2 days later I received a cal to say they were asking him off oxygen, I was able to have a video call when they did it but I will never forget the sound he made taking his last breath.
We were together for 56 years and there isn’t a minute of the day that I don’t miss him. I thought by now I would have some peace but no I still think that if I hadn’t been in hospital then he would not have caught the COVID virus and I would still have him beside me.
Sorry I didn’t mean to go on the way I have. But what I wanted to say is I understand all that you are feeling it’s so hard. I’m thinking of you.
I am truly sorry for your loss Roo. Time is not always a healer no matter what people say. I think the longer someone has gone the longer we grieve, miss them and suffer. You are not alone. Words cannot soothe the pain but talking to people can ease the heartache, even just a little to enable you to remember happier times. My heart goes out to you.
I cannot imagine the pain you have gone through with the awful way your husband passed. Grieve and the pain and heartache of losing someone we love is bad enough but to throw Covid into the picture makes it even more unbearable.
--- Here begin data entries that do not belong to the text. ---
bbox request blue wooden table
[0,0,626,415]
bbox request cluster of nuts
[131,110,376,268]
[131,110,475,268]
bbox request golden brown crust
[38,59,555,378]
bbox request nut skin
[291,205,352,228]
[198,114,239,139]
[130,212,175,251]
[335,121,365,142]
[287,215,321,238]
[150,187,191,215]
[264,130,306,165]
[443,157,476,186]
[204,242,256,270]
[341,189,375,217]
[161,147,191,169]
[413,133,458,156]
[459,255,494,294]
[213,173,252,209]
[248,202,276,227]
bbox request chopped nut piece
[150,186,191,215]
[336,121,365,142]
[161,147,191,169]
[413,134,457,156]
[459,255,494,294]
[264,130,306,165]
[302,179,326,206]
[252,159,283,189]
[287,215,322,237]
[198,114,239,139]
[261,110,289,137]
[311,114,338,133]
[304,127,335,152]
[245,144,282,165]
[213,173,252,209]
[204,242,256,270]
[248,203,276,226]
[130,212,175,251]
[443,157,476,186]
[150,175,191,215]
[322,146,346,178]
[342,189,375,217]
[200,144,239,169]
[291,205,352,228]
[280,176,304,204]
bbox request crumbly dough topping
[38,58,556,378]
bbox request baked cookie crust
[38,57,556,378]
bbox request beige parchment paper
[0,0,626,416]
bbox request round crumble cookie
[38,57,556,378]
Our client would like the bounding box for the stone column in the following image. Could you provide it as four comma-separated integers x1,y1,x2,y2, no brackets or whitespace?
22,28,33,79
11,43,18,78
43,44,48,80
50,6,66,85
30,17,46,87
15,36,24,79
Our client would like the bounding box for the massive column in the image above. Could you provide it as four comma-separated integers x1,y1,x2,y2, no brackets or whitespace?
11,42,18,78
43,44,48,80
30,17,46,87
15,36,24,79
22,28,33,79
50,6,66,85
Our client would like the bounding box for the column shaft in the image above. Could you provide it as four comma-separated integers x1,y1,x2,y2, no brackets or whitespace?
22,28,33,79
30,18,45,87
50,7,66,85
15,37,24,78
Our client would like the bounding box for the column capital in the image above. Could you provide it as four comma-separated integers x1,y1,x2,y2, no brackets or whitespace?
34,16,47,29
Oh how my heart goes out to you - so wish I could give you a hug. On Thursday it will be two and a half years since my husband died but I don’t feel much different now than from the beginning. Guess I should be glad that he didn’t die of Covid, can’t even equate as to how everyone out there has coped with this. I was with Eddie for 47 years and I tell my children that it is so difficult without him. But, overall, they don’t want to hear this as they are also still grieving. Apart from that, they still have their own families and I wouldn’t want it any other way. Ah I am so sorry that you feel if you hadn’t had pneumonia that he would be here - I guess that might possibly be true, but please don’t torture yourself too much (though I know you probably will) - it really wasn’t your fault - you didn’t choose to have pneumonia. Eddie always had a laugh with the paramedics (which was often in the last year of his life). I feel because they loved us that they wouldn’t want us to feel sad and bereft, but I know how difficult this is, virtual hugs to you xxx
Thank you for your message I’m at the point of not wanting to listen to the arguments regarding COVID it just hurts too much. Thank you this is the first time I have put a comment on here.